Anarchism is not a single ideology but rather a tradition that encompasses a variety of belief systems and practices, united by a belief that the state is coercive, exploitative, and destructive, and by advocacy on behalf of non-hierarchical organisational forms and mutual aid. Anarchism is anti-authoritarian: whereas ideologies such as Marxism and feminism oppose particular forms of power, anarchists oppose power as such, including capitalism, the state, organised religion and patriarchy, which they see as interwoven with one another. Accordingly, anarchism questions the conventional wisdom produced by these forms of power, including ideas about universality, and pursues pluralism and multiplicity in the epistemic and aesthetic domains. "Anarchy", for anarchists, means a society without rulers, but not one without order.

The roots of anarchist criminology lie in the critiques of law and legality formulated by classical anarchists including Mikhail Bakunin, Alexander Berkman, Emma Goldman, William Godwin, Peter Kropotkin, Pierre-Joseph Proudhon and Max Stirner, each of whom envisioned forms of social order that would, in the absence of the state, maximise individual freedom and encourage self-organisation. Kropotkin developed an expansive account of the sociology of law, in which he argued that aspects of existing legal structures serve primarily to protect the wealthy or to protect the state, and was among the first criminologists to examine crime's social causes. Kropotkin argued that law, especially law protecting private property and the state, was to blame for sustaining criminality and generating social pathologies. Rather than preventing crime, Kropotkin argued that punishment only brings out the worst in people and enhances the power of the state over people's lives. Kropotkin thought that most crime would vanish following the abolition of private property and the replacement of profit and competition by cooperation and human need as society's guiding principles. In this framework, alternative notions of social justice and alternative forms of solidarity would supersede existing structures of criminal justice and the rule of law as tools for mitigating anti-social behaviour.

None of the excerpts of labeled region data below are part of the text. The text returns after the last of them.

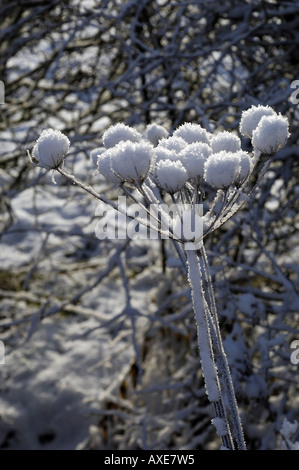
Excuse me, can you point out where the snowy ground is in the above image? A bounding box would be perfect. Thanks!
[0,153,162,449]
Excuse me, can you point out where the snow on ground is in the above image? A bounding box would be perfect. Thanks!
[0,156,159,450]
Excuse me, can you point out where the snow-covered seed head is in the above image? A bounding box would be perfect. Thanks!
[239,105,276,139]
[210,131,241,153]
[204,150,240,189]
[146,124,168,147]
[173,122,209,144]
[252,114,290,155]
[155,160,188,194]
[103,123,142,149]
[179,142,212,178]
[155,145,180,163]
[30,129,70,170]
[97,149,120,184]
[109,141,154,184]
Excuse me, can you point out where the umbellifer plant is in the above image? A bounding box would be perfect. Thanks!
[28,105,289,450]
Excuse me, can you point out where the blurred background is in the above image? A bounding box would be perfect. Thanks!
[0,0,299,450]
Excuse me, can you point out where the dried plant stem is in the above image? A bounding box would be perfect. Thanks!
[186,246,246,450]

Jeff Shantz and Dana M. Williams argue that "grappling with an anarchist criminology means engaging more directly and more fully with the history of anarchist writings on crime and social order", and that Proudhon's work in particular anticipates the insights of left realist criminology, while also transcending it by maintaining a critical attitude toward state power. Shantz and Williams argue that Proudhon's thought is "an antidote to the authoritarian, mythic conceptions of justice presented by social contract theory and mainstream criminology but also the limited and constrained notions of justice posited by statist critical theory and socialism", and a precursor to peacemaking criminology and theories of restorative justice.

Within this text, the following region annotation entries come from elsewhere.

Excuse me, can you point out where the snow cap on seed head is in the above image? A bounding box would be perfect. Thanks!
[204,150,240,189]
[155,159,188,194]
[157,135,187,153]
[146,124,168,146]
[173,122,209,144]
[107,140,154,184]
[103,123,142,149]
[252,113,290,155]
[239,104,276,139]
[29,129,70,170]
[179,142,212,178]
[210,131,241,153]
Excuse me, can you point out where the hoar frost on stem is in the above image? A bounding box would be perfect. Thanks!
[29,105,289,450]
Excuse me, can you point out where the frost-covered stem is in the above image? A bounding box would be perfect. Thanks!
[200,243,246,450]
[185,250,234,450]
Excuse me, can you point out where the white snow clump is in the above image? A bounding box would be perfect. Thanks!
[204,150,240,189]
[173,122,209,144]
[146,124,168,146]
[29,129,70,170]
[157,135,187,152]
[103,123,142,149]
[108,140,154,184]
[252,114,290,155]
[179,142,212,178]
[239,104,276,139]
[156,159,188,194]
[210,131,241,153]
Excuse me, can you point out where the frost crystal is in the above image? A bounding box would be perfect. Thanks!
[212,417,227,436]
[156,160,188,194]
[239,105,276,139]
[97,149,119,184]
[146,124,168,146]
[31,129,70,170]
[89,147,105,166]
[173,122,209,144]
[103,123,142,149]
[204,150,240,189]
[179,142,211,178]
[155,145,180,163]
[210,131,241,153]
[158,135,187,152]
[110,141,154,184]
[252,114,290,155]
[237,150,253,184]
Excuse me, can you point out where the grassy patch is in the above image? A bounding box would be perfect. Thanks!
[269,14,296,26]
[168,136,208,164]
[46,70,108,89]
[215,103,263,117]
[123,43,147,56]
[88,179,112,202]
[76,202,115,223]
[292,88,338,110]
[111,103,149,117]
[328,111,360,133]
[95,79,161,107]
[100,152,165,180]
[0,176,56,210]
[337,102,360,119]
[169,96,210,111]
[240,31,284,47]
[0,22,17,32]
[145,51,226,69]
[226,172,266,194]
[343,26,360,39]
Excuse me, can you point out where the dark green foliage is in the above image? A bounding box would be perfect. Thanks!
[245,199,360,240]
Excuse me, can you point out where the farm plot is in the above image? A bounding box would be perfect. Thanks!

The anarchist criminologist Jeff Ferrell also identifies the Industrial Workers of the World (IWW), an anarcho-syndicalist trade union, as a precursor of anarchist criminology. In the United States in the early 20th century, the IWW identified "law and order" as a form of power instantiated by the ruling class at the expense of the working class, and developed the tactic of the "on the job strike", in which workers stringently obey rules and regulations in order to slow work. Ferrell argues that criminologists can draw on the anarchist tradition in order to oppose "an increasingly authoritarian social order". Within this framework, anarchist perspectives aid in understanding forms of both authority and resistance.

==Overview==

===Causes of crime===

Anarchist criminologists hold that crime is caused by structures of oppression and domination. Accordingly, their priority is often to critique these structures, with the goal of replacing them, rather than to develop detailed analyses of how they cause crime.

Anarchist criminologists have theorised the law as a "state protection racket", arguing that phenomena such as speed traps and seizure laws are similarly backed by the threat of violence. They argue that these and similar phenomena are a feature of all legal systems—found in democracies as much as in dictatorships—and that their ubiquity indicates that law does not protect from harm, but is itself a form of harm.

Anarchist criminologists also emphasise the "definitional" role of criminal justice systems, through which such systems are empowered to define certain behaviours as criminal, and argue that many acts considered criminal are only deemed so because they are associated with less powerful social groups or with efforts to dislodge existing power structures.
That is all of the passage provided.